Gavin Newsom haunted by cruel comment from his mom



Gavin Newsom has revealed his mother “cruelly” told him it was “ok to be average” one night as he struggled with severe dyslexia.

Newsom writes in his upcoming memoir his mom Tessa Menzies made the comment in frustration because a young Newsom couldn’t complete his homework.

Gov. Gavin Newsom writes in his upcoming memoir about his mom Tessa Menzies, who he helped die by suicide before assissted dying was legal in the state of California. X / @GavinNewsom

The 58-year-old wannabe president writes in “Young Man in a Hurry” her comments were supposed to be a “consolation” but they have haunted him ever since.

“I don’t recall crueler words ever said about me,” he writes, according to Politico.

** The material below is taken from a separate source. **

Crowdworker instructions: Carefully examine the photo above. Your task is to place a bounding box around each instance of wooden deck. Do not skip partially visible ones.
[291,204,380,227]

The California governor writes he could barely read or write as a child, cheated on schoolwork using CliffsNotes, and was expelled from elementary school.

Newsom admitted he still struggles with prepared speeches and says his polished image is his ”coping mechanism” rather than just confidence.

Newsom’s memoir “Young Man in a Hurry” is out February 24, 2026. instagram/gavinnewsom

Meanwhile, Newsom said he helped administer a fatal dose of morphine to his mother when assisted suicide was illegal — another memory that haunts him to this day.  

Newsom also reveals that following his mother’s yearslong battle with breast cancer, he helped Tessa illegally die by suicide in 2002. She was in her 50s when she decided to end her life.

Assisted suicide only became legal in California in 2016 when then-Governor Jerry Brown signed the End of Life Option Act. 

Then-gubernatorial candidate Newsom and his wife Jennifer Siebel Newsom on election night, Nov. 6, 2018 in LA. Getty Images

Newsom writes the look on her face ”will never leave my mind.” 

“There was no peace that blanketed her,” Newsom wrote, according to Politico.

“She left me a message, because I was too busy: ‘Hope you’re well. Next Wednesday will be the last day for me. Hope you can make it.’ I saved the cassette with the message on it, that’s how sick I am,” adding that the night before he gave her the drugs his mother pushed him to get out of politics.

Newsom at the time was serving on the San Francisco Board of Supervisors. A year after his mother’s death, he went on to become the city’s youngest elected mayor in a century.

The memoir, titled “Young Man in a Hurry,” is scheduled to be released on February 24.

It was more than five years in the making, according to Politico, and is filled with an introspective take on the likely presidential candidate’s personal life.